Surfing is a surface water pastime in which the wave rider, referred to
as a surfer, rides on the forward part, or face, of a moving wave, which
usually carries the surfer towards the shore.
Waves suitable for surfing are primarily found in the ocean, but can
also be found in lakes or rivers in the form of a standing wave or tidal
bore. However, surfers can also utilize artificial waves such as those
from boat wakes and the waves created in artificial wave pools.

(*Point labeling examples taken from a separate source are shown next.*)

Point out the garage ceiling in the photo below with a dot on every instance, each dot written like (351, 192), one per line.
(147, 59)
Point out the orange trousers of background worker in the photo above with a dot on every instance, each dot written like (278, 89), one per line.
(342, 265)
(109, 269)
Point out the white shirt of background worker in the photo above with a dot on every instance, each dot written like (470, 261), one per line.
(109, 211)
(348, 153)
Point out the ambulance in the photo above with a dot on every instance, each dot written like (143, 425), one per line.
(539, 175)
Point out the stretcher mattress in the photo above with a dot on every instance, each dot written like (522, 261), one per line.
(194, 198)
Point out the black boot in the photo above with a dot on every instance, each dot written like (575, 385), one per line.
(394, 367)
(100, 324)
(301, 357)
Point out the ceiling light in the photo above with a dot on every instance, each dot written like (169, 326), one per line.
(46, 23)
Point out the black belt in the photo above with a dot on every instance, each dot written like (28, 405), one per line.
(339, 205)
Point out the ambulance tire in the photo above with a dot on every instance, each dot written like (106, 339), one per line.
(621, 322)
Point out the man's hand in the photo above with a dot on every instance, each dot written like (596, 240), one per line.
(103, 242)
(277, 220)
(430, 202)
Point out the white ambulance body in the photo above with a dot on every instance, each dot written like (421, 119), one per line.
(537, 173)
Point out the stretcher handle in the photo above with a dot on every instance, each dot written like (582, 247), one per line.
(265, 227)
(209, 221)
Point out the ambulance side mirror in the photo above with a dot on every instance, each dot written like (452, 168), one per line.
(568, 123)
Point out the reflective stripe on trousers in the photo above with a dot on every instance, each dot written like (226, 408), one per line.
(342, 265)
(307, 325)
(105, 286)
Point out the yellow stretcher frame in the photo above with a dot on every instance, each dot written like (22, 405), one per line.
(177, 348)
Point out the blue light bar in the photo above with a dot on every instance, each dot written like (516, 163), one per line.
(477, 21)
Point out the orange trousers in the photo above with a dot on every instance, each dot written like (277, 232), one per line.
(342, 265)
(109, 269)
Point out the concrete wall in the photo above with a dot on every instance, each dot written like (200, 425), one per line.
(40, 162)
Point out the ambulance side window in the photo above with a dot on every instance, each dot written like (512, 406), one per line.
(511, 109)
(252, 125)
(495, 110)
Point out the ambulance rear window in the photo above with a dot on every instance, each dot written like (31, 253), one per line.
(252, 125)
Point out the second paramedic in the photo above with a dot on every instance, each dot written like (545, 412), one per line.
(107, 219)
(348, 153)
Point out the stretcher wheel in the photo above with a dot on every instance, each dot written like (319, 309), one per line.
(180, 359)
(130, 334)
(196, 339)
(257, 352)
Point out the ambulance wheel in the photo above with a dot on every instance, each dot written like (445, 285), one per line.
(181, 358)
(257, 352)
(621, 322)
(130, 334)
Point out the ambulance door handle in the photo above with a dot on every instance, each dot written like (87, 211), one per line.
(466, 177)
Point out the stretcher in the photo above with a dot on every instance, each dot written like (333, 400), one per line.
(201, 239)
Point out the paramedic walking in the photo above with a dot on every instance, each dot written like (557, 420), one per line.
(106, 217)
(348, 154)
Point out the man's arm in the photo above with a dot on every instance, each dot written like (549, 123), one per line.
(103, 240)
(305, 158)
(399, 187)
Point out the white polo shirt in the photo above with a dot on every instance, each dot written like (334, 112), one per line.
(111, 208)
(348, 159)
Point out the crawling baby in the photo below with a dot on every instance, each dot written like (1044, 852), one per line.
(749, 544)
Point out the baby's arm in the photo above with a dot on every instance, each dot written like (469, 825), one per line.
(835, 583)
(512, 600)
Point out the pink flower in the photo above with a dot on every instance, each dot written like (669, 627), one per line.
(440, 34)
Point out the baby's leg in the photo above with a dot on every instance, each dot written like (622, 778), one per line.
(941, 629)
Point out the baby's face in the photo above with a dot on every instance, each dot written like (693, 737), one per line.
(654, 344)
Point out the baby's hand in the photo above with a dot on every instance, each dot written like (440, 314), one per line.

A long time ago in ancient Polynesia: latter-day Tahiti, perhaps; maybe
Samoa or Tonga – or perhaps much further north by the dusky shores of
ancient Hawaii – locals gazed at the raging whitewash lapping upon their
island sands.
Swimming, until then, had been the main pastime, but now they paddled
into the ocean with planks of their finest wood, and with zest and zeal,
began to take turns riding fiercely down the barrels of untamed swells
and building sets.
Over the centuries, our forebears started to turn the stoke up,
mastering the art of riding these planks – the ancient Hawaiians soon
turned surfing into a sacred part of their culture, praying to the gods
for strength and protection with every heʻe nalu, or ‘wave sliding’
session.
Of course, the ancient world eventually gave way to the modern – and
surfing came along for the ride.
We shift the scene here to the late decades of the 19th Century, on
Honolulu’s Waikiki Beach: wealthy American tourists, entranced by the
sight of locals charging down waves on their self-fashioned boards.
Around the same time, a trio of touring Hawaiian princes were showing
off their skills to local Californians, equally mystified by their
skills. Writers Mark Twain and Jack London caught word of this new sport
‘surfing’; both tried, and failed. But word spread, as surfing began to
take root in the Western imagination.